A menina de cá

Daqui de baixo deu pra ver tudo, juro. Era muita gente, é. Acho que estavam desfilando, pé ante pé. Tinha uns apitos, desses eu gostei. Além deles, tinha também um carro grande que fazia muito barulho, quando perguntei o nome, ninguém nem escutou. Eles gritavam muito. Pareciam todos com raiva, dessa parte eu não gostei. Um monte de gente grande esbravejava e gritava o nome de uma pessoa chamada Dilma. Nome esquisito, não é? Até agora não sei quem é Dilma. Eu queria mesmo era um sorvete.

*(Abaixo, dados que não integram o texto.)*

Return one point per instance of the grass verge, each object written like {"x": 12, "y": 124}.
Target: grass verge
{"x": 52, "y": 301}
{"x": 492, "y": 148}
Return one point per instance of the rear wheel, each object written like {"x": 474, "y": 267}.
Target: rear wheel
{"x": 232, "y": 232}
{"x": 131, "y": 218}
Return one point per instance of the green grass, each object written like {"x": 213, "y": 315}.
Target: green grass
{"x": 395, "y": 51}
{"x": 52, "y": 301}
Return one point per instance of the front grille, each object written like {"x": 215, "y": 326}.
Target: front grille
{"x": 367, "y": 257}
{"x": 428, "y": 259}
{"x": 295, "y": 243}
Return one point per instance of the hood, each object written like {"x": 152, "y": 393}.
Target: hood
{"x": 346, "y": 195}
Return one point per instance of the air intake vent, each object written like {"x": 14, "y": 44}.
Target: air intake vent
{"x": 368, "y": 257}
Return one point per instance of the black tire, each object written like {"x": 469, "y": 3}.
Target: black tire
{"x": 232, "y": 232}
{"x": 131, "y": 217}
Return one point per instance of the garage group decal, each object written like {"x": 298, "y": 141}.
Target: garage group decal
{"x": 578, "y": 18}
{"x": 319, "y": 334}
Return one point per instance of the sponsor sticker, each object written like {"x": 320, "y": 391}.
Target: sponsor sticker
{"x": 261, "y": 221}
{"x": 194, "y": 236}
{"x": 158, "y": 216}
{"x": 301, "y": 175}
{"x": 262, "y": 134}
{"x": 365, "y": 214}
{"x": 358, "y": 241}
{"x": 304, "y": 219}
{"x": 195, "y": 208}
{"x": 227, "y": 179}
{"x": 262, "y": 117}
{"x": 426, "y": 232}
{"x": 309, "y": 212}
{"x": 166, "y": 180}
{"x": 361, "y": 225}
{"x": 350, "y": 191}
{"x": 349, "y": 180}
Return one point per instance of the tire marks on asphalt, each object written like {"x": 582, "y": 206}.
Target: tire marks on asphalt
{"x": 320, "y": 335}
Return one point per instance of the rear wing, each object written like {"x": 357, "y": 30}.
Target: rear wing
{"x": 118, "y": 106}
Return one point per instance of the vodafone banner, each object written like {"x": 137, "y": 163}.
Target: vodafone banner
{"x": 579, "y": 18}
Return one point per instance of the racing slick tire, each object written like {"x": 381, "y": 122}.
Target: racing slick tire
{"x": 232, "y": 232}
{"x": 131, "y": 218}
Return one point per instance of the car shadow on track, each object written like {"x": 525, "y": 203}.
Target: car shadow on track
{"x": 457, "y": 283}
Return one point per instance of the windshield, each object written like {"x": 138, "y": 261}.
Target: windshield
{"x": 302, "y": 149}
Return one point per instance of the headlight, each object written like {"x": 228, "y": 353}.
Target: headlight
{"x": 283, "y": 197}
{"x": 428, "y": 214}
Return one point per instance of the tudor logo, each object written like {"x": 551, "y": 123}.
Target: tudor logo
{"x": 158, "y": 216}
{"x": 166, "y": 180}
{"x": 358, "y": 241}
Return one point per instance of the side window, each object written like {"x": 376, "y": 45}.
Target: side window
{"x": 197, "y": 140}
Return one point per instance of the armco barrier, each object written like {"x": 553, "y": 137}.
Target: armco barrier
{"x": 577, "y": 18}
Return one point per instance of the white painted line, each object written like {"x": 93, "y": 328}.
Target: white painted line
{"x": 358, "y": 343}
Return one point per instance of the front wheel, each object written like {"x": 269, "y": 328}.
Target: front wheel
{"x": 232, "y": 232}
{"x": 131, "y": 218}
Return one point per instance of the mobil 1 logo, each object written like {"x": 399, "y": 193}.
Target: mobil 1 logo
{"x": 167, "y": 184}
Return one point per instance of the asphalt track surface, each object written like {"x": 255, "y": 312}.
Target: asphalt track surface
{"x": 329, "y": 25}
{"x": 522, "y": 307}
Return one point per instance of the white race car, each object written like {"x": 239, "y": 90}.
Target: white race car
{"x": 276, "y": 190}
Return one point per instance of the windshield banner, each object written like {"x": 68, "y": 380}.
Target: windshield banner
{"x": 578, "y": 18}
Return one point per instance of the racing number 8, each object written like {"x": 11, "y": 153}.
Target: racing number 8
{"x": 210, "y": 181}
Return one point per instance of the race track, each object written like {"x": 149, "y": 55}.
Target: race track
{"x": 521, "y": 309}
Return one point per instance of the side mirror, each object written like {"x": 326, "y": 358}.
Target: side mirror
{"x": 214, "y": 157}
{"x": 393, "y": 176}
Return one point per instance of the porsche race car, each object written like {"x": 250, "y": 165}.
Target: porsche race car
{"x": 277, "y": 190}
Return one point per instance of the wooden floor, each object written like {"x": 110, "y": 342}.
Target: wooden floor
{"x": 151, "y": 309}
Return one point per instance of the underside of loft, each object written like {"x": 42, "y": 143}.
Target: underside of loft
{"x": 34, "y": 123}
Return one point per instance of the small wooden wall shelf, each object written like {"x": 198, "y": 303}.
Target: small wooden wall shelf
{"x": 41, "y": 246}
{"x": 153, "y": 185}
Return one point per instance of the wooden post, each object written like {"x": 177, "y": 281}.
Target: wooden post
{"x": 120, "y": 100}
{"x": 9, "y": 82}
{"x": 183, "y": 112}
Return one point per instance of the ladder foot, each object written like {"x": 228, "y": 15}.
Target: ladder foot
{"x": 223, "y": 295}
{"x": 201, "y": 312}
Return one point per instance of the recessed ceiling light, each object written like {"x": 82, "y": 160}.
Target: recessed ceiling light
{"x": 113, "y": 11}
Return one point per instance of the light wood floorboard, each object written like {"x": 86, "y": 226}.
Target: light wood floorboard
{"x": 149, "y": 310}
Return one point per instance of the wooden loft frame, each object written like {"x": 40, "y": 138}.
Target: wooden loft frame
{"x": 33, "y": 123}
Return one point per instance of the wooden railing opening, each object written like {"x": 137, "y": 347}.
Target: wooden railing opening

Acordei cedinho, estava frio ainda. Aqui onde moro é alto, será que é por isso que chama Zona-Sul? Um dia peguei o celular de pai pra jogar. Fiquei triste por que minhas moedinhas acabaram… estava escrito que se eu eu entrasse no facebook ganhava mais moedinhas. Quando entrei apareceu um monte de gente falando mal de nós por morarmos na Zona-Sul. Nos chamam de “burgueses”. Outro dia papai saiu todo mal ajeitado do banheiro da empregada… escutei a Maria falando esse nome feio com muita raiva. Seja o que for isto eu não gosto.

Passear é muito bom. Costumo ir ao shopping e ao cinema. Ir em praças não é uma das preferências dos meus pais. Na verdade eles estão sempre ocupados. Ontem meu pai me falou que ia me levar para uma manifestação. Fiquei super feliz só de saber que ia sair, afinal, eles nunca querem fazer nada.

Pintaram meu rosto e me compraram balões. Fiquei com eles na mão, batendo um no outro pra ver se fazia barulho. Ih, nem consegui nada viu. Tinha tanta gente grande fazendo barulho que eu fiquei esquecida. Pelo menos vi um cachorro gordo, com a bandeira do Brasil enrolada, coisa mais fofa! Trocamos risadinhas como se estivéssemos falando: “o que estamos fazendo aqui?”. Ainda bem que papai não viu.

Papai não estava com tanta raiva. Encontrou vários amigos, conversou muito e riu. Gargalhava principalmente quando falava da tal da Dilma. Será que ela já foi lá em casa? Mamãe ficou em casa, com cara de chata. Falou algo parecido como “tenho mais o que fazer”. Acho que ela não gosta que falem mal da tia Dilma. Talvez Dilma seja uma amiga dela que só vai lá em casa quando papai não está.

Tinha muita gente. Fiquei com muito medo de me perder. Segurei a mão de pai com toda minha força. Acho que agora entendo bem o que estava acontecendo. Acho que é carnaval. Sou esperta, percebi logo que começaram a cantar igualzinho vejo na TV. Tinha gente rouca, chorando, gritando… e eu fiquei ali quietinha, arrepiada. Escutei alguém falando que esse era o grito da democracia.

Pra falar a verdade eu não entendi muito bem, democracia é uma pessoa? Meu tio é da polícia e um dia desses, durante um churrasco que fazemos aqui no fim de semana, escutei ele falando que na época que os militares ficavam na rua essa tal de democracia não podia circular. Nem sei o que é circular, mas eu vi que tinha muita gente com cartaz pedindo pra eles voltarem. Será que são os filhos dessa democracia?

Gostei muito dos cartazes. Todo mundo queria mostrar o seu. Queria fazer um ali na hora, mas, sei lá… fiquei com vergonha de falar com papai, afinal, acabei de aprender a escrever. Minha professora ficaria orgulhosa de mim, ela sempre fala que eu sou o futuro. Falando em futuro, adoro meu computador. Tem esse corretor ortográfico que me faz escrever igual gente grande.

Fomos pra casa já na hora do almoço. Papai ligou a TV e pediu comida pra gente pelo telefone. Mamãe, logo que chegamos, entrou para o quarto, emburrada. Fiquei na sala com pai e estou até agora, João.

Responde João! Estou falando com você a horas e você só me ignora. Seu chato. Aposto que você estava junto com aqueles bobos pedindo empetimente do presidente. João… Af, não tomei meu sorvete.